In her writing for both children and adults, the novelist Connie Porter shows southern blacks who, transplanted to the North, attempt to preserve their traditions and maintain their self-respect even though they must deal with prejudice and poverty. Porter was the second youngest of eight children in a working-class African American family. The Porters lived in a company town outside of Buffalo, New York, near the steel mill where Porter’s father was employed. As a child, Porter saw how hard her father worked for his meager wages, always in fear of losing his job or of being disabled or killed. Like the heroic Samuel Taylor of All-Bright Court, Porter’s father decided to make sure that his children were educated, so that they could escape from such an existence. It was largely due to his influence that Connie and most of her siblings were able to go to college.
Porter’s childhood was by no means unhappy. As she later pointed out, children then did not have to worry about drugs and violence. Moreover, she had a strong, stable family structure. Among her siblings there was much to observe about human relationships, as there was in the multicultural community in which they grew up, which included Arabs, Italians, and Poles, as well as other African Americans.
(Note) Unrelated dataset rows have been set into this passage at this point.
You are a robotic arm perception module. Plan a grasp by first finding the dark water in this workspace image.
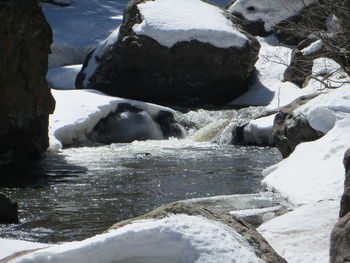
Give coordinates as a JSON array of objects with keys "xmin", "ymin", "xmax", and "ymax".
[{"xmin": 0, "ymin": 140, "xmax": 280, "ymax": 243}]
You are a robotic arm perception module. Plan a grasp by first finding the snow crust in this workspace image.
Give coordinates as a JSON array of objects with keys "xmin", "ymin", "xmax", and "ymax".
[
  {"xmin": 11, "ymin": 215, "xmax": 263, "ymax": 263},
  {"xmin": 41, "ymin": 0, "xmax": 123, "ymax": 68},
  {"xmin": 133, "ymin": 0, "xmax": 248, "ymax": 48},
  {"xmin": 228, "ymin": 0, "xmax": 316, "ymax": 32},
  {"xmin": 0, "ymin": 238, "xmax": 50, "ymax": 260},
  {"xmin": 49, "ymin": 90, "xmax": 174, "ymax": 151},
  {"xmin": 301, "ymin": 40, "xmax": 323, "ymax": 56},
  {"xmin": 257, "ymin": 200, "xmax": 339, "ymax": 263},
  {"xmin": 46, "ymin": 64, "xmax": 82, "ymax": 89}
]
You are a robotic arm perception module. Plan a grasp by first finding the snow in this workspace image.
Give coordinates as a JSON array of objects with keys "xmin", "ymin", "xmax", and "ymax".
[
  {"xmin": 133, "ymin": 0, "xmax": 248, "ymax": 48},
  {"xmin": 49, "ymin": 90, "xmax": 174, "ymax": 151},
  {"xmin": 46, "ymin": 64, "xmax": 82, "ymax": 89},
  {"xmin": 41, "ymin": 0, "xmax": 127, "ymax": 68},
  {"xmin": 7, "ymin": 214, "xmax": 263, "ymax": 263},
  {"xmin": 258, "ymin": 200, "xmax": 339, "ymax": 263},
  {"xmin": 301, "ymin": 40, "xmax": 323, "ymax": 56},
  {"xmin": 0, "ymin": 238, "xmax": 50, "ymax": 260},
  {"xmin": 228, "ymin": 0, "xmax": 316, "ymax": 32},
  {"xmin": 243, "ymin": 114, "xmax": 276, "ymax": 145}
]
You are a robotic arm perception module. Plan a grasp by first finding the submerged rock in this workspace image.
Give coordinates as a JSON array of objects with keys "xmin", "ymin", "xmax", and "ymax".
[
  {"xmin": 329, "ymin": 149, "xmax": 350, "ymax": 263},
  {"xmin": 0, "ymin": 0, "xmax": 55, "ymax": 167},
  {"xmin": 76, "ymin": 0, "xmax": 260, "ymax": 106},
  {"xmin": 110, "ymin": 202, "xmax": 286, "ymax": 263},
  {"xmin": 0, "ymin": 193, "xmax": 18, "ymax": 224},
  {"xmin": 88, "ymin": 103, "xmax": 184, "ymax": 144},
  {"xmin": 272, "ymin": 95, "xmax": 324, "ymax": 158}
]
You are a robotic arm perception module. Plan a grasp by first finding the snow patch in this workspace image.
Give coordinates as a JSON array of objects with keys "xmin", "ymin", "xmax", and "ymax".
[
  {"xmin": 46, "ymin": 64, "xmax": 82, "ymax": 89},
  {"xmin": 133, "ymin": 0, "xmax": 248, "ymax": 48},
  {"xmin": 301, "ymin": 40, "xmax": 323, "ymax": 56},
  {"xmin": 11, "ymin": 215, "xmax": 263, "ymax": 263},
  {"xmin": 49, "ymin": 90, "xmax": 174, "ymax": 148}
]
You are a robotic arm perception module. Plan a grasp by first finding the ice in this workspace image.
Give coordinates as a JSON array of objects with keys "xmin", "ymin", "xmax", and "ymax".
[
  {"xmin": 49, "ymin": 90, "xmax": 174, "ymax": 151},
  {"xmin": 11, "ymin": 214, "xmax": 263, "ymax": 263},
  {"xmin": 46, "ymin": 65, "xmax": 82, "ymax": 89},
  {"xmin": 133, "ymin": 0, "xmax": 248, "ymax": 48}
]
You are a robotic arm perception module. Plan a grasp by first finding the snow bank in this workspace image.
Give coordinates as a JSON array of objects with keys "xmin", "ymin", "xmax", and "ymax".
[
  {"xmin": 257, "ymin": 200, "xmax": 339, "ymax": 263},
  {"xmin": 11, "ymin": 214, "xmax": 263, "ymax": 263},
  {"xmin": 46, "ymin": 64, "xmax": 82, "ymax": 89},
  {"xmin": 133, "ymin": 0, "xmax": 248, "ymax": 48},
  {"xmin": 49, "ymin": 90, "xmax": 173, "ymax": 151},
  {"xmin": 228, "ymin": 0, "xmax": 316, "ymax": 32},
  {"xmin": 0, "ymin": 238, "xmax": 50, "ymax": 260},
  {"xmin": 42, "ymin": 0, "xmax": 124, "ymax": 68}
]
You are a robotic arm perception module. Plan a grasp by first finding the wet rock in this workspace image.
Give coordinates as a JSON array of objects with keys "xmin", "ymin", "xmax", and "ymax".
[
  {"xmin": 88, "ymin": 103, "xmax": 184, "ymax": 144},
  {"xmin": 272, "ymin": 95, "xmax": 324, "ymax": 158},
  {"xmin": 110, "ymin": 202, "xmax": 286, "ymax": 263},
  {"xmin": 0, "ymin": 0, "xmax": 55, "ymax": 167},
  {"xmin": 76, "ymin": 0, "xmax": 260, "ymax": 106},
  {"xmin": 329, "ymin": 149, "xmax": 350, "ymax": 263},
  {"xmin": 0, "ymin": 193, "xmax": 18, "ymax": 224},
  {"xmin": 272, "ymin": 111, "xmax": 324, "ymax": 158}
]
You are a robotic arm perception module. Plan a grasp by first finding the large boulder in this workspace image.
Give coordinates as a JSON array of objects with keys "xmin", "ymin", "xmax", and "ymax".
[
  {"xmin": 0, "ymin": 0, "xmax": 55, "ymax": 167},
  {"xmin": 329, "ymin": 149, "xmax": 350, "ymax": 263},
  {"xmin": 76, "ymin": 0, "xmax": 260, "ymax": 106},
  {"xmin": 110, "ymin": 202, "xmax": 286, "ymax": 263}
]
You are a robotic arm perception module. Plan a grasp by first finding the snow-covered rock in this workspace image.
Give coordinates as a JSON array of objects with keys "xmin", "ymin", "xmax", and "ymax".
[
  {"xmin": 10, "ymin": 203, "xmax": 286, "ymax": 263},
  {"xmin": 42, "ymin": 0, "xmax": 127, "ymax": 68},
  {"xmin": 49, "ymin": 90, "xmax": 174, "ymax": 151},
  {"xmin": 76, "ymin": 0, "xmax": 259, "ymax": 106}
]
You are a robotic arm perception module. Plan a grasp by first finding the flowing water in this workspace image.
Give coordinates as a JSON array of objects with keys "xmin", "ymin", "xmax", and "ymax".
[{"xmin": 0, "ymin": 109, "xmax": 281, "ymax": 243}]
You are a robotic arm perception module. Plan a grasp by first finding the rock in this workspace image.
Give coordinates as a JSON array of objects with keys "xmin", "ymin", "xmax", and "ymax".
[
  {"xmin": 110, "ymin": 202, "xmax": 286, "ymax": 263},
  {"xmin": 272, "ymin": 95, "xmax": 324, "ymax": 158},
  {"xmin": 329, "ymin": 149, "xmax": 350, "ymax": 263},
  {"xmin": 339, "ymin": 149, "xmax": 350, "ymax": 220},
  {"xmin": 76, "ymin": 0, "xmax": 260, "ymax": 106},
  {"xmin": 226, "ymin": 0, "xmax": 325, "ymax": 45},
  {"xmin": 283, "ymin": 37, "xmax": 327, "ymax": 88},
  {"xmin": 88, "ymin": 103, "xmax": 184, "ymax": 144},
  {"xmin": 0, "ymin": 193, "xmax": 18, "ymax": 224},
  {"xmin": 0, "ymin": 0, "xmax": 55, "ymax": 167}
]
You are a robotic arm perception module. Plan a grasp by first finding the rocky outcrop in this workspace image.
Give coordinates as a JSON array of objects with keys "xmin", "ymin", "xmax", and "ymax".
[
  {"xmin": 0, "ymin": 0, "xmax": 55, "ymax": 167},
  {"xmin": 272, "ymin": 95, "xmax": 324, "ymax": 158},
  {"xmin": 329, "ymin": 149, "xmax": 350, "ymax": 263},
  {"xmin": 110, "ymin": 202, "xmax": 286, "ymax": 263},
  {"xmin": 76, "ymin": 0, "xmax": 260, "ymax": 107},
  {"xmin": 0, "ymin": 193, "xmax": 18, "ymax": 224},
  {"xmin": 88, "ymin": 103, "xmax": 184, "ymax": 144}
]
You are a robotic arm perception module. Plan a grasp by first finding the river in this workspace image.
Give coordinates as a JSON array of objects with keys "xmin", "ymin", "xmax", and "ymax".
[{"xmin": 0, "ymin": 109, "xmax": 281, "ymax": 243}]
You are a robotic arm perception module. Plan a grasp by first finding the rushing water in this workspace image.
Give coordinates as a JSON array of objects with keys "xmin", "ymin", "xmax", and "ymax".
[{"xmin": 0, "ymin": 110, "xmax": 280, "ymax": 243}]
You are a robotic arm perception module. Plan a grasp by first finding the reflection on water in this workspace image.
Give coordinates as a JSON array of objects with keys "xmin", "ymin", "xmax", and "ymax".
[{"xmin": 0, "ymin": 139, "xmax": 280, "ymax": 243}]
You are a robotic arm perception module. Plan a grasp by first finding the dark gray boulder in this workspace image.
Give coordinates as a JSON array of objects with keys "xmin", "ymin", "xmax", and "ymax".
[
  {"xmin": 0, "ymin": 0, "xmax": 55, "ymax": 168},
  {"xmin": 76, "ymin": 0, "xmax": 260, "ymax": 106},
  {"xmin": 88, "ymin": 103, "xmax": 184, "ymax": 144},
  {"xmin": 110, "ymin": 202, "xmax": 286, "ymax": 263},
  {"xmin": 0, "ymin": 193, "xmax": 18, "ymax": 224},
  {"xmin": 329, "ymin": 149, "xmax": 350, "ymax": 263},
  {"xmin": 272, "ymin": 95, "xmax": 324, "ymax": 158}
]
From the time she was a child Porter liked to read. When she was young she was especially fond of stories about other girls, such as those written by Lois Lenski and Beverly Cleary, but she searched in vain for books by and about African Americans, such as those she would later write for the American Girls series. Porter did not discover black literature until, as a teenager, she began to read works by Nella Larsen and Richard Wright. Later she became interested in African American women writers, including Maya Angelou, Toni Morrison, Alice Walker, Gloria Naylor, and Terry McMillan.
After graduating from high school, Porter went to the State University of New York at Albany, after which she earned an M.F.A. at Louisiana State University at Baton Rouge. During her final year there, Porter wrote a short story to fulfill a course assignment. Set in her hometown, the story described the exploitation of the steel mill workers and introduced Samuel Taylor and his bright young son Mikey. She later expanded this story into the novel All-Bright Court.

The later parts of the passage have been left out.